I've learned that you can be in love with four girls at the
same time. - Brad, age 9.
I've learned that you can't hide a piece of broccoli in a
glass of milk. - Steven, age 7.
I've learned that if you laugh and drink soda pop at the same
time, it will come out your nose. - Freddy, age 7.
I've learned that when daddy kisses me in the mornings he
smells like a piece of Jolly Rancher candy. - Sandra, age 4.
I've learned that when I grow up, I'm going to be an artist.
It's in my blood. - Wilson, age 8.
I've learned that you can't judge boys by the way they look.
- Maria, age 12.
I've learned that you should never jump out of your bedroom
window using a sheet for a parachute. - Jimmy, age 10.
I've learned that parents can be very hard to live with. -
Jeremy, age 12.
I've learned that sometimes the tooth fairy doesn't always
come. Sometimes he's broke. - Sheila, age 5.
I've learned that if you talk too long on the phone with a
girl, your parents suspect something is going on. - George, age
11.
I've learned that girls sweat just as much as boys. - Mike
age 9.
I've learned that when wearing suspenders with one strap
down, you need to be careful going to the bathroom. - Fred, age
10.
I've learned that it always makes me feel good to see my
parents holding hands. - Jacqueline, age 9.
I've learned that you shouldn't confuse a brown crayon with a
Tootsie Roll. - Marion, first grade.
I've learned that I would like to be a horse and live on a
ranch, if only cowboys didn't wear spurs. - Wanda, age 8.
I've learned that I like my teacher because she cries when we
sing "Silent Night". - Katy, age 7
I've learned that sometimes I don't like to play ball with
daddy because he gets mad when I drop the ball. - Jack, age 8.
I've learned that milk helps keep your bones from bending
over. - Heather, age 7.
I've learned that the teacher always calls on me the times I
don't know the answer. - Watson, age 9.
I've learned I have to figure out how to hold animals without
killing them. - Louie, age 7.
I've learned that when you have three of your wild friends in
the car the driver freaks. - Brock, age 9.
I've learned that gold fish don't like jello. - Jeff, age 5.
I've learned that the older I get the less attention I get. -
Belinda, age 6.
I've learned that sometimes my mother laughs so hard that she
snorts ... But that's ok. - Billy, age 7.
The following are supposedly actual quotations from papers of
grade school children about classical music:
An opera is a song of bigly size.
Probably the most marvelous fugue was the one between the
Hatfields and McCoys.
A harp is a nude piano.
A tuba is much larger than its name.
Instruments come in many sizes, shapes and orchestras.
You should always say celli when you mean there are two or
more cellos.
A trumpet is an instrument when it is not an elephant
sound.
Cymbals are round, metal CLANGS!
A bassoon looks like nothing you have ever heard.
Last month I found out how a clarinet works by taking it
apart.

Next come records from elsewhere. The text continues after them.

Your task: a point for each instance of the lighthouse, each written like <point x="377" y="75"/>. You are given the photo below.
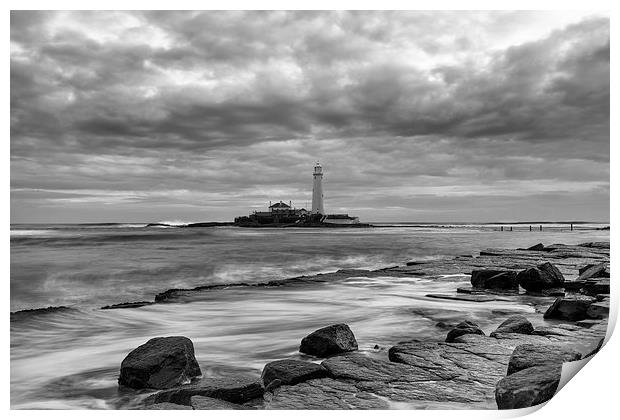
<point x="317" y="190"/>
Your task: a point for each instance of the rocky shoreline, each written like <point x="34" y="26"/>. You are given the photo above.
<point x="516" y="365"/>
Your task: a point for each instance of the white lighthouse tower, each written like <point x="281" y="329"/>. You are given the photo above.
<point x="317" y="190"/>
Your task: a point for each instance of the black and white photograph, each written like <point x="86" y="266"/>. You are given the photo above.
<point x="306" y="209"/>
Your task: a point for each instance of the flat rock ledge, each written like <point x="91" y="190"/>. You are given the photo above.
<point x="517" y="366"/>
<point x="233" y="389"/>
<point x="461" y="374"/>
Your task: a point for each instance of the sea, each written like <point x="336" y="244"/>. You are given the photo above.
<point x="70" y="358"/>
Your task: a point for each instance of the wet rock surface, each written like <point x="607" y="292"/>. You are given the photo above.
<point x="515" y="324"/>
<point x="323" y="394"/>
<point x="235" y="389"/>
<point x="528" y="355"/>
<point x="465" y="327"/>
<point x="470" y="371"/>
<point x="330" y="340"/>
<point x="571" y="309"/>
<point x="494" y="279"/>
<point x="543" y="276"/>
<point x="199" y="402"/>
<point x="166" y="406"/>
<point x="528" y="387"/>
<point x="160" y="363"/>
<point x="291" y="372"/>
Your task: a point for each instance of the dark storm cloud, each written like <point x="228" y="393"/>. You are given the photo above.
<point x="131" y="107"/>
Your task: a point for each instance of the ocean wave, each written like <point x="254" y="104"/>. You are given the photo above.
<point x="32" y="232"/>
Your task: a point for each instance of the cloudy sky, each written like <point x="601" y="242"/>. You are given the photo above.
<point x="415" y="116"/>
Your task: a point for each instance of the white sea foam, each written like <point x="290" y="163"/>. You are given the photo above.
<point x="37" y="232"/>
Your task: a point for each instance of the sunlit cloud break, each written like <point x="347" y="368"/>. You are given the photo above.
<point x="415" y="116"/>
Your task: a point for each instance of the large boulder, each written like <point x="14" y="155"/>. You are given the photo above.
<point x="515" y="324"/>
<point x="526" y="356"/>
<point x="600" y="286"/>
<point x="465" y="327"/>
<point x="543" y="276"/>
<point x="570" y="309"/>
<point x="291" y="372"/>
<point x="528" y="387"/>
<point x="234" y="389"/>
<point x="598" y="310"/>
<point x="494" y="279"/>
<point x="160" y="363"/>
<point x="335" y="339"/>
<point x="593" y="270"/>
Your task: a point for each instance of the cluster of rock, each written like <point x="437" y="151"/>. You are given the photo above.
<point x="514" y="366"/>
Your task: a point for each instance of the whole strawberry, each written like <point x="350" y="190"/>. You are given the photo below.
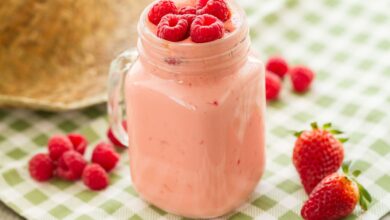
<point x="335" y="197"/>
<point x="317" y="153"/>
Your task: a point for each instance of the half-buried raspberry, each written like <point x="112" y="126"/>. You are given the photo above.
<point x="187" y="10"/>
<point x="58" y="144"/>
<point x="173" y="28"/>
<point x="95" y="177"/>
<point x="160" y="9"/>
<point x="41" y="167"/>
<point x="79" y="142"/>
<point x="206" y="28"/>
<point x="105" y="155"/>
<point x="218" y="8"/>
<point x="71" y="166"/>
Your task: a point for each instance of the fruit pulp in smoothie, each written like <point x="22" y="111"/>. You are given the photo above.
<point x="196" y="143"/>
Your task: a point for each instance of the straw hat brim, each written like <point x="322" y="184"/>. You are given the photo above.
<point x="32" y="78"/>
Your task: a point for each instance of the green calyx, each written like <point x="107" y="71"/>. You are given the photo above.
<point x="364" y="196"/>
<point x="327" y="127"/>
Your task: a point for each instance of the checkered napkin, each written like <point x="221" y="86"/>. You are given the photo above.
<point x="347" y="43"/>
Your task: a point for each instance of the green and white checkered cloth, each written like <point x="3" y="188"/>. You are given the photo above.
<point x="346" y="42"/>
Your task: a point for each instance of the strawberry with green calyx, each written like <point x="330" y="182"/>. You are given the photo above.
<point x="336" y="196"/>
<point x="317" y="153"/>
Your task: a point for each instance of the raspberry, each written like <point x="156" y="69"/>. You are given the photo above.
<point x="112" y="137"/>
<point x="206" y="28"/>
<point x="160" y="9"/>
<point x="58" y="145"/>
<point x="301" y="78"/>
<point x="41" y="167"/>
<point x="95" y="177"/>
<point x="201" y="3"/>
<point x="105" y="156"/>
<point x="278" y="66"/>
<point x="173" y="28"/>
<point x="187" y="10"/>
<point x="71" y="166"/>
<point x="273" y="86"/>
<point x="218" y="8"/>
<point x="79" y="142"/>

I both found out and got in trouble.
For some reason, they always put a treble clef in front of
every line of flute music. You just watch.
I can't reach the brakes on this piano!
The main trouble with a French horn is it's too tangled up.
Anyone who can read all the instrument notes at the same
time gets to be the conductor.
"Instrumentalist" is a many-purposed word for many
player-types.
The flute is a skinny-high shape-sounded instrument.
The most dangerous part about playing cymbals is near the
nose.
Tubas are a bit too much.
Music instrument has a plural known as orchestra.
It is easy to teach anyone to play the maracas. Just grip
the neck and shake him in rhythm.
Just about any animal skin can be stretched over a frame to
make a pleasant drum sound once the animal is removed.
"Mushrooms always grow in damp places. That's why they look
like umbrellas."
Here are some famous sayings - kids' versions:
If you can't stand the heat, get a Pool.
If you can't stand the heat, get out of the oven.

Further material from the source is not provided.